Les Pussy Riot lancent un site d’information indépendant

 Un an après leur sortie de prison à la suite d’une amnistie présidentielle, les Pussy Riot lancent un nouveau site d’information indépendant à destination du public russophone. Il se concentrera, entre autres, sur le (très controversé) système judiciaire russe.

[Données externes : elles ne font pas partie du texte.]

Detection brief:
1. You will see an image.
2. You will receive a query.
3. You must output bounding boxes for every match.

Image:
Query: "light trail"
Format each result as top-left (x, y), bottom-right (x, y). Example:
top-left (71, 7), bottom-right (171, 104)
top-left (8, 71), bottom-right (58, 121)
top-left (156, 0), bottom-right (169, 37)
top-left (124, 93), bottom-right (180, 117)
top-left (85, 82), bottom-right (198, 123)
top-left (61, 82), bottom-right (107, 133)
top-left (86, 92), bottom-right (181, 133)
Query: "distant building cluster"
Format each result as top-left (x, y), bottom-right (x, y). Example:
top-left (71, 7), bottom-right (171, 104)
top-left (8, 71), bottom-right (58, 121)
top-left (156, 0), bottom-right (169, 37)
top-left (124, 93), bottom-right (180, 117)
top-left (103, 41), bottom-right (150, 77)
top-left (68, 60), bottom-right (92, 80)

Maria Alyokhina et Nadezhda Tolokonnikova, membres iconiques de Pussy Riot, ont passé plus d'un an en prison suite à leur performance dans une église orthodoxe de Moscou en février 2012.  (photo Flickr/tvoe)
 Nadezhda Tolokonnikova et Maria Alyokhina, membres iconiques de Pussy Riot, ont passé plus d’un an en prison suite à leur performance dans une église orthodoxe de Moscou en février 2012.
(photo Flickr/tvoe)

La Russie n’est pas connue pour son exemplarité en matière de transparence et de liberté de l’information, loin s’en faut. Cette année, le pays s’est placé 148e au “classement mondial de la liberté de la presse” de Reporters Sans Frontières, sur un total de 180 pays. Face à ce triste constat, deux membres du collectif punk et féministe Pussy Riot, qui s’étaient fait connaître du public français à la suite de leur performance dans la cathédrale orthodoxe moscovite du Christ-Sauveur, ont décidé de lancer leur propre site d’information indépendant, Mediazona.

Le site, dont les contenus sont pour le moment disponibles uniquement en russe, s’attellera à couvrir les actions du gouvernement et l’application des lois dans les tribunaux et les prisons, mais aussi tout autre sujet qui serait traité de manière partiale par les médias publics russes. Une version en anglais devrait voir le jour dans les prochains mois.

La liberté de la presse dans le monde en 2014. (capture http://www.rsf.org)
La liberté de la presse dans le monde en 2014. (capture d’écran/http://www.rsf.org)

Les deux fondatrices du site, Maria Alyokhina et Nadezhda Tolokonnikova, ont pu faire personnellement l’expérience des limites de la liberté d’expression en Russie, mais aussi des conditions de détention auxquelles font face les prisonniers. “Nous avons pu sentir, à même notre peau, tous les problèmes et les difficultés auxquelles sont confrontés ceux qui sont détenus dans les prisons russes”, ont-elles déclaré dans une interview accordée à Mashable. Le site Mediazona, lancé jeudi dernier, emploie une dizaine de personnes à temps plein. Une dizaine d’autres travaille en parallèle pour l’ONG de défense des droits de l’homme, Zona Prava, fondée par Alyokhina et Tolokonnikova durant leur séjour en prison.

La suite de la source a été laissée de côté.